At the same time, you want to keep track of the things you’re going to want to change later but just haven’t gotten to yet. Otherwise, you could have great intentions for the next thing you plan to change, and then forget all about it as you struggle with the day-to-day issues of keeping the network lights on.

That’s where Run-Grow-Transform comes in.

According to Gartner, which popularized the concept, here’s what the three words mean in this context, writes Richard Hunter, vice president and Gartner Fellow in Gartner’s CIO Research Group.

  • Run: Carry out essential enterprise activities that do not connect directly to a particular customer segment (or, to put it another way, to a particular revenue stream)
  • Grow: Enhance business performance in established markets serving established customer segments with established value propositions
  • Transform: Enter new markets with new value propositions for new customer segments

The Run-Grow-Transform model is also useful for budgeting, writes Karim Vaes in his blog. “Run covers the general day to day expenses of keeping the IT infrastructure running,” he writes. “Grow covers the expenses for expansion of services or growth of the company. Transform covers the costs that are made to change your nature.”

“According to Gartner, companies on average spend 66 percent of their IT budgets to run the business (maintain IT systems) and they spend the rest on growth or transformation projects,” writes Mehmet Erdem in Hospitality Technology. “The ideal, according to Gartner, is a 50/50 split, but achieving it isn’t easy.” For example, even though the hospitality industry has been focusing on using technology to improve guest satisfaction, hotels report that they are still spending 53 percent of the total IT budget on running the business, 29 percent to grow the business, and 18 percent on transformative projects, he writes.

At the very least, any approved budget should include all your Run items and at least some Grow items, Vaes writes. “This part of the budget is in reality the minimal level you need to stay on par,” he writes. “A lower level will force you to start phasing out services from your service catalog!” Cutting Run items could introduce operational risk such as a server failure or a security breach, he warns.

But it’s also important to include more than just “Run” items in a budget. “It’s hard to innovate when most of your money goes toward keeping the lights on,” writes Erin Carson in ZDNet, noting that just day-to-day operations can take up more than half the budget.The money that’s going towards doing the bare minimum is money that can’t go toward innovation.”

Ignoring the run-grow-transform model can also end up limiting the potential growth in your own job, Florida State College CIO Chris Markham relates in CIO Insight.

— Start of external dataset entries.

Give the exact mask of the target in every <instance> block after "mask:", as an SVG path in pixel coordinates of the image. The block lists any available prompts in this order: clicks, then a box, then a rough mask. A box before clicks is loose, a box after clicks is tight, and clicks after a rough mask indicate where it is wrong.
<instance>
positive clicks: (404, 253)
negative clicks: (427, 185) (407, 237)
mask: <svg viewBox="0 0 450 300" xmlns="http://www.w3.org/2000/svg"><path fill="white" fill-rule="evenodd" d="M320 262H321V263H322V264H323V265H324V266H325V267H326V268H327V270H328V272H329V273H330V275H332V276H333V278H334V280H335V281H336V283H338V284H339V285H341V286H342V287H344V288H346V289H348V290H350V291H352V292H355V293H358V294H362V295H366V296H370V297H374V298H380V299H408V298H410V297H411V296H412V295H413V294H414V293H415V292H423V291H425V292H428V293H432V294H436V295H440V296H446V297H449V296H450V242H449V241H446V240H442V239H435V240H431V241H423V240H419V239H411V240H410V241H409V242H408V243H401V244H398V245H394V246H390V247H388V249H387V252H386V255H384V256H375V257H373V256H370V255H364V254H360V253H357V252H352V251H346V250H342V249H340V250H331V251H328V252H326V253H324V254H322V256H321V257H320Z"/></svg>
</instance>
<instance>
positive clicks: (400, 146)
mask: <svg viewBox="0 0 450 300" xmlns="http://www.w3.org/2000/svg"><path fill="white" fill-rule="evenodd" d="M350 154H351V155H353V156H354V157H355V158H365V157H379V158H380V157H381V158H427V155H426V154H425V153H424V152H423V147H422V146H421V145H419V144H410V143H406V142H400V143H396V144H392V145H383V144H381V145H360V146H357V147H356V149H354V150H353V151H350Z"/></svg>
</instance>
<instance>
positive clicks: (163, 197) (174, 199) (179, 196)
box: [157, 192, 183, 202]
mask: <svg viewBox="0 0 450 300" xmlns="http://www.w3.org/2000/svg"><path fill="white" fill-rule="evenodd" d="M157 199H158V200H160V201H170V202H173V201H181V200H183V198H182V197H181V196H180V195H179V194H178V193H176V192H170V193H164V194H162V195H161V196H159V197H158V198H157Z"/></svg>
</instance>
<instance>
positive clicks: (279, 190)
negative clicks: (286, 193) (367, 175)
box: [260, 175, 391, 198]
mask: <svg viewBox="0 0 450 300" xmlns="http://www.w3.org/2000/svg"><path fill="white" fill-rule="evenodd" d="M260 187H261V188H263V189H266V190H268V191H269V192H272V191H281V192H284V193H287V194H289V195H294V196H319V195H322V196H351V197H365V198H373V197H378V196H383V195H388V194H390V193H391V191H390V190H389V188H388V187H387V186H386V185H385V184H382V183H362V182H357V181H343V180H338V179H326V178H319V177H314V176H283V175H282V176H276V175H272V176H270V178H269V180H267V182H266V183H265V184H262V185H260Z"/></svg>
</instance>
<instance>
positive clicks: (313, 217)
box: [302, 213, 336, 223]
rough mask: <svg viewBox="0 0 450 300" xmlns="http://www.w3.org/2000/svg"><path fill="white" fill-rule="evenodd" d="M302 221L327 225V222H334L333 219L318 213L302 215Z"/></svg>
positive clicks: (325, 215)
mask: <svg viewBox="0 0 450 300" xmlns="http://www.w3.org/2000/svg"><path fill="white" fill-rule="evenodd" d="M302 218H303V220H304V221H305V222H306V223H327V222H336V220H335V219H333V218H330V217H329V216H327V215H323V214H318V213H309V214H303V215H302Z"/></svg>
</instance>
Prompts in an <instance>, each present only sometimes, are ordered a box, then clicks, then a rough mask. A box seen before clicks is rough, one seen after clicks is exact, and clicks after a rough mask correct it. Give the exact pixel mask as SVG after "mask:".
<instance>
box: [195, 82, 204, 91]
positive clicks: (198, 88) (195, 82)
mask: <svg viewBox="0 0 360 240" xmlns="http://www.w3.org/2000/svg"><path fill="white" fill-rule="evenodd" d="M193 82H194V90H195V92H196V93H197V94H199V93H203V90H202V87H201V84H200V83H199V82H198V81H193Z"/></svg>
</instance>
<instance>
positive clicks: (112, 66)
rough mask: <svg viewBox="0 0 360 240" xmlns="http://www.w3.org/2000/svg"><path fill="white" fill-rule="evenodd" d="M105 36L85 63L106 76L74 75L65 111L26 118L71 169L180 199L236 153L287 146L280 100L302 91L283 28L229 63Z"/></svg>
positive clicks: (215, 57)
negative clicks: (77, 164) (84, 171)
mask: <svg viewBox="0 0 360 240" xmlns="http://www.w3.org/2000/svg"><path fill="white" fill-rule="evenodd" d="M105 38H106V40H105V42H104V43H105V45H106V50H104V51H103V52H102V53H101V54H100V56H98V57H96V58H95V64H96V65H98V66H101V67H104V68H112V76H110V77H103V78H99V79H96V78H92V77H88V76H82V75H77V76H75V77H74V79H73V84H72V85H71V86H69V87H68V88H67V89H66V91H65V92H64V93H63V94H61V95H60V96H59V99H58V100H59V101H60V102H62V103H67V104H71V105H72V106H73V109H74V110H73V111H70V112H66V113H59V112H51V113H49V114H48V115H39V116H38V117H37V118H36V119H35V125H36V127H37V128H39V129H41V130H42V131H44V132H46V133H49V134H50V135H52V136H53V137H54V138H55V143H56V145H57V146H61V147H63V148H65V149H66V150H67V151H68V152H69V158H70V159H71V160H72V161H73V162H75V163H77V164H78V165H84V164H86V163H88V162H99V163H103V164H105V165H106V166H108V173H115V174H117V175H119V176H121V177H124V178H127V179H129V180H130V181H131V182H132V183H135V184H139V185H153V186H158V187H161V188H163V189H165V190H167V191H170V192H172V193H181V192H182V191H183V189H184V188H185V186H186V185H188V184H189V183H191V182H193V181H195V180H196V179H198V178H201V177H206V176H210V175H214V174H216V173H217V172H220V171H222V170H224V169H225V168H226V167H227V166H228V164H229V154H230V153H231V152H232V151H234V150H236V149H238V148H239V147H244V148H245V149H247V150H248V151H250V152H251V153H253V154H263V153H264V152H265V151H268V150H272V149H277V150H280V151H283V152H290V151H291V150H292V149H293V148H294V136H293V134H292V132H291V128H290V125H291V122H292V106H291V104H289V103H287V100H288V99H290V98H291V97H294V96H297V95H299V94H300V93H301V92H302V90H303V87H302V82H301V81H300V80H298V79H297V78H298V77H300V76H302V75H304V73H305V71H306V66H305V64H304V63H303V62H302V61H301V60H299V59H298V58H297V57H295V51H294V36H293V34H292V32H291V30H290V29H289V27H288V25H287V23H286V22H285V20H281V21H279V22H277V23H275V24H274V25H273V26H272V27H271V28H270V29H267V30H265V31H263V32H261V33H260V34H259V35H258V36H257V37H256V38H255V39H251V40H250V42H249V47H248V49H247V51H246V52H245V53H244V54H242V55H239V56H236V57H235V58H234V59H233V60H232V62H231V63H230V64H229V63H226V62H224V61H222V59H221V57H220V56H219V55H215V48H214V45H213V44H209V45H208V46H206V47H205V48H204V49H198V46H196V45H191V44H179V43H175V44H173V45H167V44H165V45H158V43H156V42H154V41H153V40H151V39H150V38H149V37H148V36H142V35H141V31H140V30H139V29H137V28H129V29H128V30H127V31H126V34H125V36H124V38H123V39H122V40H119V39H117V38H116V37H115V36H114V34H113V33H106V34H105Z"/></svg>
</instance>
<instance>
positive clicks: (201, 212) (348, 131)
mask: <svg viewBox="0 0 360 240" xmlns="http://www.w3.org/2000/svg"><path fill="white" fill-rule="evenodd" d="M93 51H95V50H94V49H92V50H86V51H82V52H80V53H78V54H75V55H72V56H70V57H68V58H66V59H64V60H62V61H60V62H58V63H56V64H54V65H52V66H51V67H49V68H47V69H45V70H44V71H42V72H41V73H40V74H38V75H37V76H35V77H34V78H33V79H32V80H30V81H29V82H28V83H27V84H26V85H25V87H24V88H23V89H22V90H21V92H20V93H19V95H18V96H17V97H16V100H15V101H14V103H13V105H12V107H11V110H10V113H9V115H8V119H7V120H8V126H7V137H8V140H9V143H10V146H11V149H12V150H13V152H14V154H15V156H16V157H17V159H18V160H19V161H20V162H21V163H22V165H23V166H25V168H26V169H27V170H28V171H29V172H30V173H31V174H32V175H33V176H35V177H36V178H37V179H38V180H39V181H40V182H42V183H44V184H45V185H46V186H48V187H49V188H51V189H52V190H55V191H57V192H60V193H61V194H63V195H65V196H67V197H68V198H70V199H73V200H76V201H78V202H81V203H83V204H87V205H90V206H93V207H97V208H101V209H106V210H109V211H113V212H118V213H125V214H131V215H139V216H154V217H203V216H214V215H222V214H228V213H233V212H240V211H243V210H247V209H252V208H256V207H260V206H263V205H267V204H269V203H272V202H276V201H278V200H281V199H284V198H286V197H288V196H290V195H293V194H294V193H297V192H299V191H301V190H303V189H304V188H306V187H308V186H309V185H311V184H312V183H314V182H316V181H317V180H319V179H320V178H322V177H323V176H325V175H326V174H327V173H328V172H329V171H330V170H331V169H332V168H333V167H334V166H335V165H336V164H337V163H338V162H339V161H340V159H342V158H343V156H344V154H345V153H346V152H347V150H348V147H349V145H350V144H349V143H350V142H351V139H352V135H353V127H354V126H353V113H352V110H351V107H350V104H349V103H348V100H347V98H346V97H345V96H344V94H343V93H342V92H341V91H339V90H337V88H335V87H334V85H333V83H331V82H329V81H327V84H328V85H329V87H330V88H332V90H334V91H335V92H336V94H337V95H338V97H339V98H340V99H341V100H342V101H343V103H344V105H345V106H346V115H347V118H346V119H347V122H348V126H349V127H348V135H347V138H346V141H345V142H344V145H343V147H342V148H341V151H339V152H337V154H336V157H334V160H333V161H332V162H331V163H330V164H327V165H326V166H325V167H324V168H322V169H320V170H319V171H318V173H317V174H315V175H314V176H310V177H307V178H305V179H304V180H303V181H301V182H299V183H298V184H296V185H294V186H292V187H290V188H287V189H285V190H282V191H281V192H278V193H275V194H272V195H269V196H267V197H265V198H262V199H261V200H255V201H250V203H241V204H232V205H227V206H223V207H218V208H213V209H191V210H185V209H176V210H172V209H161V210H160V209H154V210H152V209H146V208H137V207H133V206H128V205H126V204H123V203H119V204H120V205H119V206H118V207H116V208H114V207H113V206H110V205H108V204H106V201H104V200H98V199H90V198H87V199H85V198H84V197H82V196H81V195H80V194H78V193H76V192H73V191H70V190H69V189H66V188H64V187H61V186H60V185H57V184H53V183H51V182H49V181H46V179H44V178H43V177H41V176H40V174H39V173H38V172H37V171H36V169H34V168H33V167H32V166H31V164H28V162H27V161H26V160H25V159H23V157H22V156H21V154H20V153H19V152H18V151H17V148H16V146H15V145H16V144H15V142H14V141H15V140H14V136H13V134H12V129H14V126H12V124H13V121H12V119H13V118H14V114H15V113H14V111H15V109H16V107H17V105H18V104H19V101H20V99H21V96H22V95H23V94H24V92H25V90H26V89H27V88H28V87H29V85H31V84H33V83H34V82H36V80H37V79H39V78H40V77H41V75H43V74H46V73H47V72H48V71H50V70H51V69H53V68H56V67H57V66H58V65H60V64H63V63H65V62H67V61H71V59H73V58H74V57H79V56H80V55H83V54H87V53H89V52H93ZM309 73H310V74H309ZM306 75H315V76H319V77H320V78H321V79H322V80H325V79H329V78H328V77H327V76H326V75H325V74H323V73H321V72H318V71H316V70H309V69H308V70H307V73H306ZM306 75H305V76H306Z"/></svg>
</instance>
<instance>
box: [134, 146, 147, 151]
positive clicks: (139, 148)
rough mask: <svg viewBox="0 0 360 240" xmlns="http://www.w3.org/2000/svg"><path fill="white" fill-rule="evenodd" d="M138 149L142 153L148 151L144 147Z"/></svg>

While many organizations are starting to look at the CIO as the chief innovation officer, focusing too much on the day-to-day “run” aspects creates the risk of pigeonholing the CIO as chief infrastructure officer. “CIOs that don’t effect change are never going to embrace the Gartner strategy of run-grow-transform the business,” he says. “Some will choose to simply run the business, and you really need a good balance of all three.”

Run-Grow-Transform, like any other model, isn’t a panacea, nor is it the One True Way. If you’re using some other method that ends up with the same basic result, there’s no reason to change. But if it feels like you’re busy all the time just trying to keep in the same place, it can be a beneficial way to help the company grow.